The scheme, though, is not without its troubling aspects. What if someone is convicted but maintains their innocence? What if they publish their autobiography years afterward, in which the crime (admitted or not) plays a part? Under the law, if the notoriety you gained from committing the crime contributes to any benefit, then you’re in trouble. It’s not hard to imagine a situation where a person becomes famous (i.e. notorious) from committing a crime, but uses the experience to become, say, an activist for legal reform. This would be illegal under the Act, which specifically includes “any live entertainment, representation or interview” as a literary benefit. Being paid on the lecture circuit is a definite no-no. I don’t know how a judge might weigh up the contribution of criminal-related notoriety to an income stream, but one supposes that sort of question is what keeps our judges on the gravy train.

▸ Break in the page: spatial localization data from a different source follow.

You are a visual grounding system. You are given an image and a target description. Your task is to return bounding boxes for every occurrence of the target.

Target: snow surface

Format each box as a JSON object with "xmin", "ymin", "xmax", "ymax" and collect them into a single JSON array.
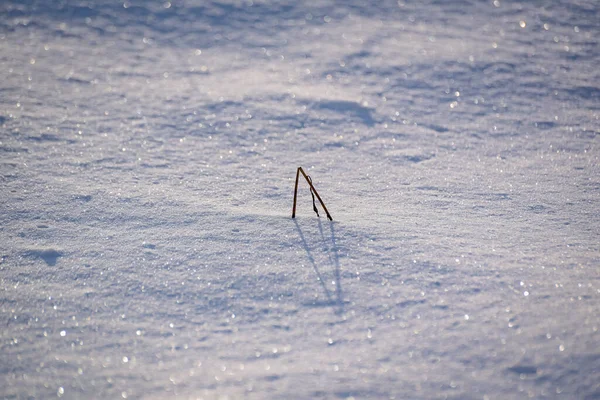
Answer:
[{"xmin": 1, "ymin": 0, "xmax": 599, "ymax": 399}]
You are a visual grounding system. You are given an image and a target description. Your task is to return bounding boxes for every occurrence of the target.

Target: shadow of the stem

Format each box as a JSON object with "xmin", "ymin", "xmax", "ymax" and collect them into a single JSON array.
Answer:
[{"xmin": 294, "ymin": 218, "xmax": 344, "ymax": 314}]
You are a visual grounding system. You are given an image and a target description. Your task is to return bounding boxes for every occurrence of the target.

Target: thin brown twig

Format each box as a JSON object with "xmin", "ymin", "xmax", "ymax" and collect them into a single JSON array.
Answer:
[{"xmin": 291, "ymin": 167, "xmax": 333, "ymax": 220}]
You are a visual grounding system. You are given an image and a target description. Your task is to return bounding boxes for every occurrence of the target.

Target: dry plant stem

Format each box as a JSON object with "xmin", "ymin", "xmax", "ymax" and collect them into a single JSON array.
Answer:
[
  {"xmin": 291, "ymin": 167, "xmax": 333, "ymax": 221},
  {"xmin": 292, "ymin": 167, "xmax": 301, "ymax": 218}
]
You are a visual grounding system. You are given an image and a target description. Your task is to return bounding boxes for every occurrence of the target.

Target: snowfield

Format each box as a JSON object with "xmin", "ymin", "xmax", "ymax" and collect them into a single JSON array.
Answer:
[{"xmin": 1, "ymin": 0, "xmax": 599, "ymax": 399}]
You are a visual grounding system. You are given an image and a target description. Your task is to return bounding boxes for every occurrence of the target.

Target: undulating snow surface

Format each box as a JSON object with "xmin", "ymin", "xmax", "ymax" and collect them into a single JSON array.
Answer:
[{"xmin": 1, "ymin": 1, "xmax": 599, "ymax": 399}]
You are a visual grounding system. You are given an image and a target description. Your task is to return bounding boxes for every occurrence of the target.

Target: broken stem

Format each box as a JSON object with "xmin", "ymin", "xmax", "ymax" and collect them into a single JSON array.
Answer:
[{"xmin": 291, "ymin": 167, "xmax": 333, "ymax": 221}]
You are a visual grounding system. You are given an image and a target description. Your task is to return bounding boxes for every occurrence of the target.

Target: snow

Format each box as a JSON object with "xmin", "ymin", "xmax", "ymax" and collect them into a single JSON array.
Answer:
[{"xmin": 1, "ymin": 0, "xmax": 599, "ymax": 398}]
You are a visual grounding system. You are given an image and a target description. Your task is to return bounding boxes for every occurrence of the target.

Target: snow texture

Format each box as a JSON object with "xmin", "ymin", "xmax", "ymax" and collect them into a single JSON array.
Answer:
[{"xmin": 1, "ymin": 0, "xmax": 599, "ymax": 399}]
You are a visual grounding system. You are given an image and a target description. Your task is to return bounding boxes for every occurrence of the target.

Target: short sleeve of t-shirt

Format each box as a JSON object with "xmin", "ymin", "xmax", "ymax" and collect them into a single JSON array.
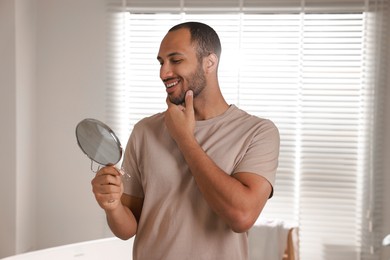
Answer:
[
  {"xmin": 121, "ymin": 126, "xmax": 144, "ymax": 198},
  {"xmin": 233, "ymin": 119, "xmax": 279, "ymax": 187}
]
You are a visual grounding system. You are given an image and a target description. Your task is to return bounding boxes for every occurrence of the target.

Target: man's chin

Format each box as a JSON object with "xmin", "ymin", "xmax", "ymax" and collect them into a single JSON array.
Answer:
[{"xmin": 168, "ymin": 94, "xmax": 185, "ymax": 105}]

This brings us to the cause célèbre of the day, David Hicks. The controversial gag order imposed by the Guantánamo prosecutors, although probably unenforceable here, will expire soon, and Hicks is already fielding many offers from media outlets. Although the Hicks camp has denied that they mean to profit from the affair, the issue is obviously going to come up, especially when seven figure sums are being mentioned. The A-G has been pretty unequivocal in his previous statements on the issue: “He would expect authorities to prosecute Mr Hicks from illegally profiting from his story.” On the other hand, Dick Smith has said he should be able to profit. Presumably the law officers will give McLelland’s statements a little more weight, but you never know. The PM himself was more ambiguous:
Prime Minister Kevin Rudd told Fairfax radio that it is up to the Director of Public Prosecutions and Federal Police to determine if any media agreement is within the law.
“Here we’ve got something quite specific, which is whether a person who has fallen foul of the law should be able to sell their story for profit, and I’ll leave that determination to the independent judicial and legal authorities,” he said.
The question we’re left with, and this goes right to the heart of the whole Hicks case, is which law – and whose law – might he have “fallen foul” of? Since Hicks has never been charged under Australian law, for his profits to be seized, he must, under the Act, have committed a “foreign indictable offence”, specifically an offence against a law of a foreign country. There’s a second part to the test, too:
…If the conduct had occurred in Australia at the testing time referred to in subsection (2), the conduct would have constituted an offence against a law of the Commonwealth, a State or a Territory punishable by at least 12 months imprisonment.
(PROCEEDS OF CRIME ACT 2002 – SECT 337A)
I’m certainly no lawyer, but I’ll go out on a limb and say that Hicks’ Gitmo offences would arguably fail both provisions of the foreign indictable offences stipulation. Testing them in court would surely open one interesting can of worms, and could embarrass either the Australian or US governments should they fail to pass the test. Given that fact alone, if I was David Hicks, I’d be talking to ghostwriters right now.